Citing ‘an increasing crisis of confidence that is feeding unnecessary fear in the marketplace,’ Bair said ‘it would be helpful for the FDIC to have the temporary ability to raise deposit insurance limits.’

She didn’t specify how high the FDIC might want to go. The current basic limit on insurance is $100,000 per depositor per bank, but consumers can substantially boost their coverage using joint and other accounts.


Raising the limit ‘would provide the dual benefits of providing additional liquidity to banks for lending as well as provide some additional reassurance to depositors above the current limits,’ Bair said.

The government’s decision to seize Washington Mutual Inc. last week was hastened by heavy deposit outflows from the huge savings and loan, the Office of Thrift Supervision said.

Even at healthy banks, customers have been questioning whether it’s worth the risk of keeping any deposits that exceed the current insurance limits. That poses a challenge for business depositors in particular.

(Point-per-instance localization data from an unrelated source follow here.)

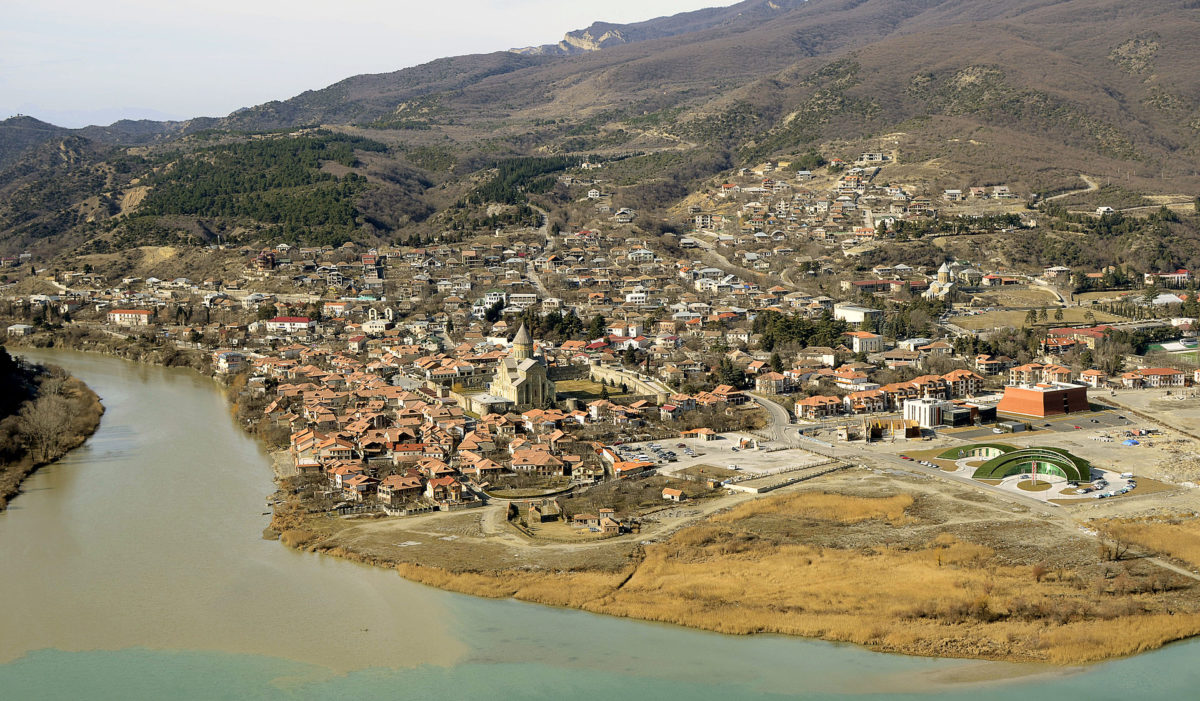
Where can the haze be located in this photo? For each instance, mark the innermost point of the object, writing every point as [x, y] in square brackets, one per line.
[73, 63]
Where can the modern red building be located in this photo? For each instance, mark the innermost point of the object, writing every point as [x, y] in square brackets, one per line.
[1044, 400]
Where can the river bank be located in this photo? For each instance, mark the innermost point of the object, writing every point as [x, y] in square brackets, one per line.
[978, 594]
[891, 563]
[251, 619]
[59, 415]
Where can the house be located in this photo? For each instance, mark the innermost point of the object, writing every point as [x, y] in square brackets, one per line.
[397, 489]
[444, 490]
[288, 325]
[817, 407]
[130, 317]
[865, 341]
[1162, 377]
[228, 361]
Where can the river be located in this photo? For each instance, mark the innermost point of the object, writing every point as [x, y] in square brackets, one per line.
[133, 569]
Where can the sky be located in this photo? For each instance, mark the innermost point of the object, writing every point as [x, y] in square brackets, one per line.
[76, 63]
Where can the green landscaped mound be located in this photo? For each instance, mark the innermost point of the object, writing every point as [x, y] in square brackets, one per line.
[1048, 461]
[977, 450]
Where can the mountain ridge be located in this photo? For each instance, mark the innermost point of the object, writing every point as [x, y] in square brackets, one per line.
[1027, 91]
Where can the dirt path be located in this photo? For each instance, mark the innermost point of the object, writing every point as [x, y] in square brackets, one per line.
[1091, 187]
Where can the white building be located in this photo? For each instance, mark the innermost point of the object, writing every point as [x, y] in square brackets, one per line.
[291, 325]
[855, 315]
[130, 317]
[927, 412]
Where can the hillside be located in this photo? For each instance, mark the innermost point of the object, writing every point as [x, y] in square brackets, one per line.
[1029, 93]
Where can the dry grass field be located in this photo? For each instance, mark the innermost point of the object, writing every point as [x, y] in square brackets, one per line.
[894, 563]
[1174, 538]
[943, 597]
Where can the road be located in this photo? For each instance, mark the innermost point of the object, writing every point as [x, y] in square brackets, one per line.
[724, 263]
[544, 232]
[780, 429]
[1091, 186]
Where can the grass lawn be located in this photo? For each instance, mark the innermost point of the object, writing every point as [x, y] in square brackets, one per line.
[1019, 297]
[585, 389]
[1015, 318]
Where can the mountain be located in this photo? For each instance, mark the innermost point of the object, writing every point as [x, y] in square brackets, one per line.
[605, 35]
[1029, 93]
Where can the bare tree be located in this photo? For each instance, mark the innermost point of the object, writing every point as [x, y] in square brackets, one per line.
[45, 424]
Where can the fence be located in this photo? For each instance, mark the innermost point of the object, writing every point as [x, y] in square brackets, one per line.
[799, 478]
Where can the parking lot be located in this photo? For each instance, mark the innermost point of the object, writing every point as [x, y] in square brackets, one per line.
[726, 450]
[1084, 420]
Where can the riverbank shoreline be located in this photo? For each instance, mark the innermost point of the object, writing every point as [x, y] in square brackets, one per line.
[84, 411]
[621, 588]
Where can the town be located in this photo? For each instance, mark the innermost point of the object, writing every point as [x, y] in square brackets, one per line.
[535, 366]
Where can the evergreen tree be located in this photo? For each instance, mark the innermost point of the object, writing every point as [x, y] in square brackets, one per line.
[597, 327]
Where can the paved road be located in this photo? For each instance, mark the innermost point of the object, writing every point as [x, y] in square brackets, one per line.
[1091, 186]
[544, 232]
[780, 429]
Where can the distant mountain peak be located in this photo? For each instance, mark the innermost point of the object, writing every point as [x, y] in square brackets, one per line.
[603, 35]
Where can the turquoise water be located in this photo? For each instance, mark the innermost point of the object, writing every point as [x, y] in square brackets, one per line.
[133, 570]
[137, 673]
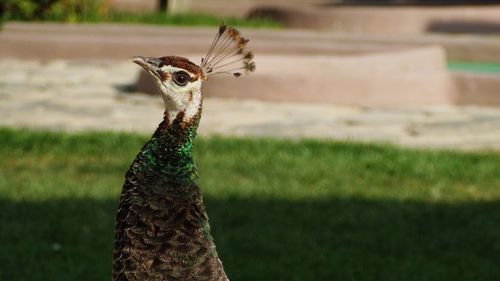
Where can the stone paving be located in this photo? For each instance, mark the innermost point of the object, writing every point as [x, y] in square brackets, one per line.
[98, 95]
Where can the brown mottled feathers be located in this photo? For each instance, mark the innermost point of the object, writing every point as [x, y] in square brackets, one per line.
[162, 229]
[183, 63]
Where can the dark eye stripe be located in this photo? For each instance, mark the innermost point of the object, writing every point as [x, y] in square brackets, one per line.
[181, 78]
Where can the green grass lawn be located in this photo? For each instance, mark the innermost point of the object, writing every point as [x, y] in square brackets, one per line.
[280, 210]
[157, 18]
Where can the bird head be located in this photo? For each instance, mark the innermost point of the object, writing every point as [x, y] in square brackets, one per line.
[179, 80]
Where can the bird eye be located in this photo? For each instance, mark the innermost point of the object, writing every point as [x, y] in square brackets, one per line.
[181, 78]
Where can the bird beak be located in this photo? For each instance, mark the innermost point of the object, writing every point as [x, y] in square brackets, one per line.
[148, 63]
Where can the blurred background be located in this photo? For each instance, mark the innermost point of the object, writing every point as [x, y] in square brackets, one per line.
[364, 147]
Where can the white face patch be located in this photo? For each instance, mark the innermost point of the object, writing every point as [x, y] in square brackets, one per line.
[180, 98]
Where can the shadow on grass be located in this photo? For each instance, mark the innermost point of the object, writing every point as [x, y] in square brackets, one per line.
[271, 240]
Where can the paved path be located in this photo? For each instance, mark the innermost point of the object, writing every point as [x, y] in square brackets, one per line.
[91, 95]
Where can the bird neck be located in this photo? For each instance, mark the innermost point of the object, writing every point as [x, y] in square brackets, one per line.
[166, 161]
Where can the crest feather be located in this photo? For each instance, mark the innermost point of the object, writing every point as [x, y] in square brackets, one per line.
[228, 54]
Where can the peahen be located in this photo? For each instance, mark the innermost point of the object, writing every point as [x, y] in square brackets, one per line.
[162, 229]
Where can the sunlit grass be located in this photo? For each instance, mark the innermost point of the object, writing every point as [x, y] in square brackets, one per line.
[157, 18]
[280, 210]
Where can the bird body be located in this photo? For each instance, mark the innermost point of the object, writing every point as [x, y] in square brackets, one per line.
[162, 229]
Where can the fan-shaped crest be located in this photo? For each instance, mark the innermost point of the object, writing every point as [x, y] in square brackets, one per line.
[228, 54]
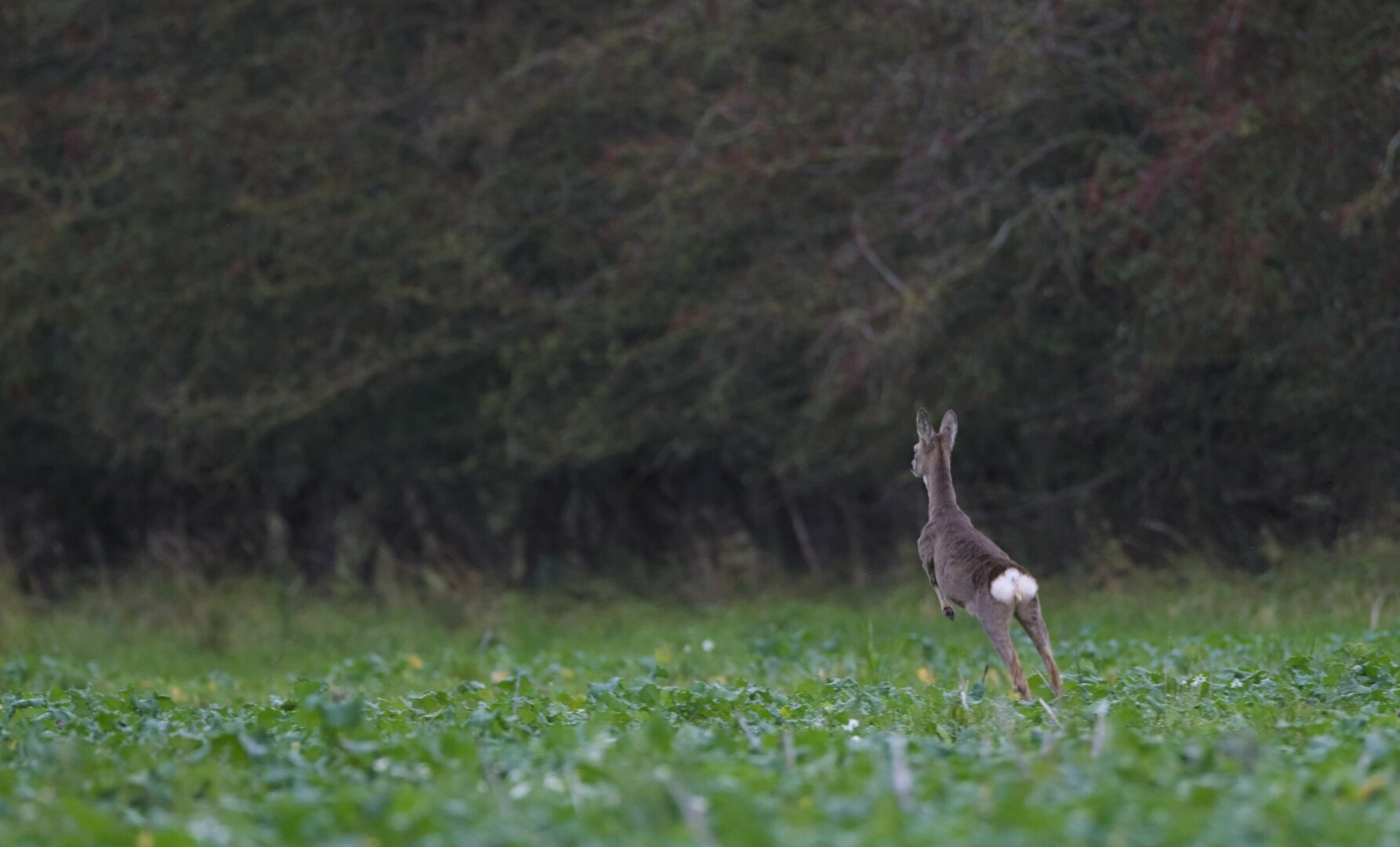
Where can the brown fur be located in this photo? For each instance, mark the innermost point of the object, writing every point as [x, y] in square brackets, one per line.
[962, 563]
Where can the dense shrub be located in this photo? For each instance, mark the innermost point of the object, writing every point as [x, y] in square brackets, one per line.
[553, 287]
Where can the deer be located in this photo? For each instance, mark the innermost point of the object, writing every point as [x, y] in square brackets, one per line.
[969, 569]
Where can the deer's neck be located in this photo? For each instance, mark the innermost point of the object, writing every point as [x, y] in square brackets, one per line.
[940, 483]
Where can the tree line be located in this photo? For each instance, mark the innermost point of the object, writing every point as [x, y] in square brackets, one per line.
[549, 290]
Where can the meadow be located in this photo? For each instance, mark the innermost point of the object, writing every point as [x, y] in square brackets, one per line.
[1200, 707]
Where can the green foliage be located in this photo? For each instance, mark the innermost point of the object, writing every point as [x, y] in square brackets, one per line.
[506, 282]
[770, 723]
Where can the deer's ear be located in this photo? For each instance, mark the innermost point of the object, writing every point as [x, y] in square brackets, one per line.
[925, 430]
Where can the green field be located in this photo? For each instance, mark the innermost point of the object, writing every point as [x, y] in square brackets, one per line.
[1198, 709]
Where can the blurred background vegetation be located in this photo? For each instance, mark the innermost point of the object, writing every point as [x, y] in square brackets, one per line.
[538, 292]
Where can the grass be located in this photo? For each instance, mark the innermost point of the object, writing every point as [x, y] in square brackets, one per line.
[1200, 709]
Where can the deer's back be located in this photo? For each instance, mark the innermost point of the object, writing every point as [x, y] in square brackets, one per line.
[965, 560]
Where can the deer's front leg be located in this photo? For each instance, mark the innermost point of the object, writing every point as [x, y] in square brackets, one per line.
[943, 601]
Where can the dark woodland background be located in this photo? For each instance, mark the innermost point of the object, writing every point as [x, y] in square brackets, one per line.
[549, 290]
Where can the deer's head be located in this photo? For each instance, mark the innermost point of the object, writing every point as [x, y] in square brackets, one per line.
[933, 449]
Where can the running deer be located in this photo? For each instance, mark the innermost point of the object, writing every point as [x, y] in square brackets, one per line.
[966, 567]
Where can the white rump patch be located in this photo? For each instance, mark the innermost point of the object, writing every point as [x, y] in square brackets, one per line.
[1014, 587]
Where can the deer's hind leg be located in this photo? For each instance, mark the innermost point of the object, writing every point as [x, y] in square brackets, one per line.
[996, 619]
[1029, 616]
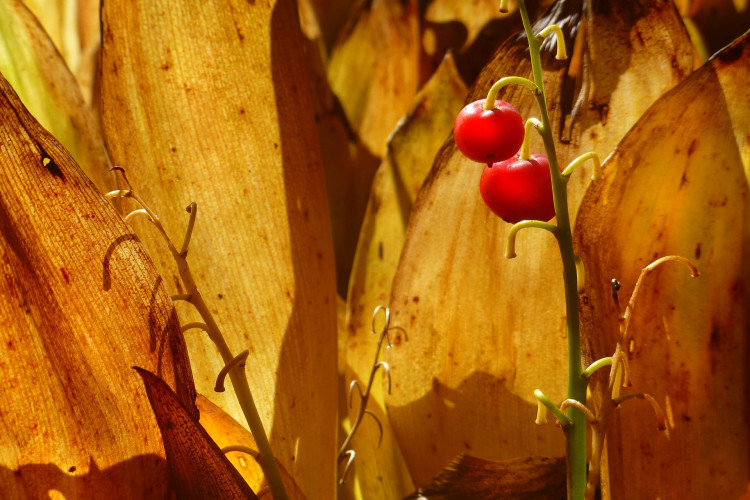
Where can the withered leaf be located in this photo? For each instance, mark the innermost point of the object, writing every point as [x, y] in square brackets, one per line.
[531, 478]
[410, 152]
[374, 68]
[208, 103]
[484, 332]
[80, 303]
[225, 431]
[199, 469]
[676, 185]
[37, 72]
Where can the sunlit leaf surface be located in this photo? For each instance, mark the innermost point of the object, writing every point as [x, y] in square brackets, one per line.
[484, 332]
[374, 68]
[676, 185]
[205, 103]
[80, 303]
[225, 431]
[528, 478]
[198, 467]
[409, 158]
[37, 72]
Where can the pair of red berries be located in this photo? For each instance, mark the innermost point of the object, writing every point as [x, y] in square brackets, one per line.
[515, 189]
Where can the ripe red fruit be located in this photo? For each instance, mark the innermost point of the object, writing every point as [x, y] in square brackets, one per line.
[488, 135]
[517, 189]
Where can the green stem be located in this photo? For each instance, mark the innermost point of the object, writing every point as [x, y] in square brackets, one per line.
[510, 245]
[576, 434]
[596, 365]
[565, 422]
[239, 382]
[489, 103]
[526, 144]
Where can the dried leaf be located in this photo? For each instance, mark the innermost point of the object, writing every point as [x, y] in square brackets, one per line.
[676, 185]
[332, 15]
[59, 20]
[528, 478]
[474, 15]
[226, 431]
[374, 68]
[206, 103]
[37, 72]
[198, 468]
[484, 331]
[411, 148]
[80, 303]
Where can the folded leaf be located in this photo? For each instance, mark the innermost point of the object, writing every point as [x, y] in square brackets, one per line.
[198, 467]
[374, 68]
[80, 303]
[528, 478]
[37, 72]
[208, 103]
[225, 431]
[676, 185]
[473, 15]
[410, 152]
[484, 331]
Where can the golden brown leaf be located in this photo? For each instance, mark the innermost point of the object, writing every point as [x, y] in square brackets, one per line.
[484, 332]
[80, 303]
[410, 152]
[474, 15]
[676, 185]
[198, 468]
[374, 68]
[531, 478]
[37, 72]
[226, 431]
[208, 103]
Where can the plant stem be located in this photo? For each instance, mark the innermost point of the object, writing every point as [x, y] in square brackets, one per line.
[239, 381]
[576, 434]
[236, 373]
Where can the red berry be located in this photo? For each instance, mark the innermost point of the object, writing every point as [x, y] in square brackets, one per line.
[488, 135]
[517, 189]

Higher limits could be most helpful to smaller banks as they struggle to hold on to deposits amid public fears of more bank failures because of loan losses.

‘As always, any potential borrowings from Treasury to support this additional coverage would need to be paid back through the FDIC’s primary funding source -- industry assessments,’ Bair said.

Earlier today, Sens. John McCain and Barack Obama both backed the idea of an increase in the basic insurance limit to $250,000.